There are indeed few good dispositions of any kind with which the improvement of taste is not more or less connected. A cultivated taste increases sensibility to all the tender and humane passions, by giving them frequent exercise; while it tends to weaken the more violent and fierce emotions.

-Ingenuas didicisse fideliter artes Emollit mores, nec sinit esse feros*. The elevated sentiments and high examples which poetry, eloquence, and history are often bringing under our view, naturally tend to nourish in our minds public spirit, the love of glory, contempt of external fortune, and the admiration of what is truly illustrious and great.
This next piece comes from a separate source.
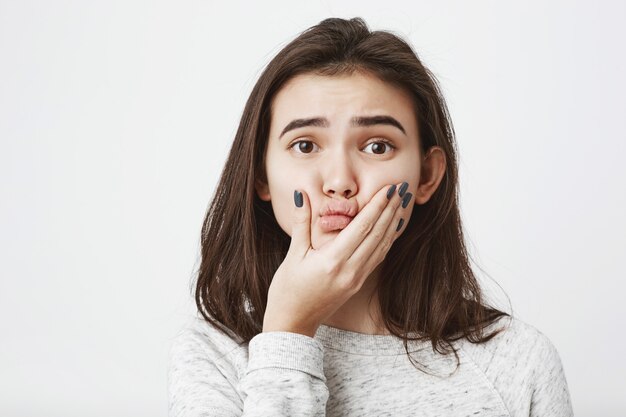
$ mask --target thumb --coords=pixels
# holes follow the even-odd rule
[[[304,191],[293,192],[293,216],[289,252],[304,257],[311,247],[311,206]]]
I will not go so far as to say that the improvement of taste and of virtue is the same, or that they may always be expected to co-exist in an equal degree. More powerful correctives than taste can apply, are necessary for reforming the corrupt propensities which too frequently prevail among mankind. Elegant speculations are sometimes found to float on the surface of the mind, while bad passions possess the interior regions of the heart. At the same time this cannot but be admitted, that the

exercise of taste is, in its native tendency, moral and purifying. From reading the most admired productions of genius, whether in poetry or prose, almost every one rises with some good impression left on his mind; and though these may not always be durable, they are at least to be ranked among the means of disposing the heart to virtue. One thing is certain, and I shall hereafter have occasion to illustrate it more fully, that, without possessing the virtuous affections in a strong degree, no man can attain eminence in the sublime parts of eloquence. He must feel what a good man feels, if he expects greatly to move or to interest mankind. They are the ardent sentiments of honour, virtue, magnanimity, an public spirit, that only can kindle that fire of genius, and call up into the mind those high ideas which attract the admiration of ages; and if this spirit be necessary to produce the most distinguished efforts of eloquence, it must be necessary also to our relishing them with proper taste and feeling. Ibid.

§ 4. On STYLE.

It is not easy to give a precise idea of what is meant by Style. The best definition I can give of it is, the peculiar manner in which a man expresses his conceptions, by means of Language. It is dif ferent from mere Language or words. The words, which an author employs, may be proper and faultless; and his Style may, nevertheless, have great faults; it may be dry, or stiff, or feeble, or affected. Style has always some reference to an author's manner of thinking. It is a picture of the ideas which rise in his mind, and of the manner in which they rise there; and hence, when we are examining an author's composition, it is, in many cases, extremely difficult to separate the Style from the sentiment. No wonder these two should be so intimately connected, as Style is nothing else, than that sort of expression which our thoughts most readily assume. Hence, different countries have been noted for peculiarities of Style, suited to their different temper and genius. The eastern nations animated their Style with the most strong and hyperbolical figures. The Athenians, a polished and acute people, formed a Style, accurate, clear, and neat. The Asiatics, gay and loose in their manners, affect

*The polish'd arts have humaniz'd mankind, Soften'd the rude, and calm'd the boist'rous mind.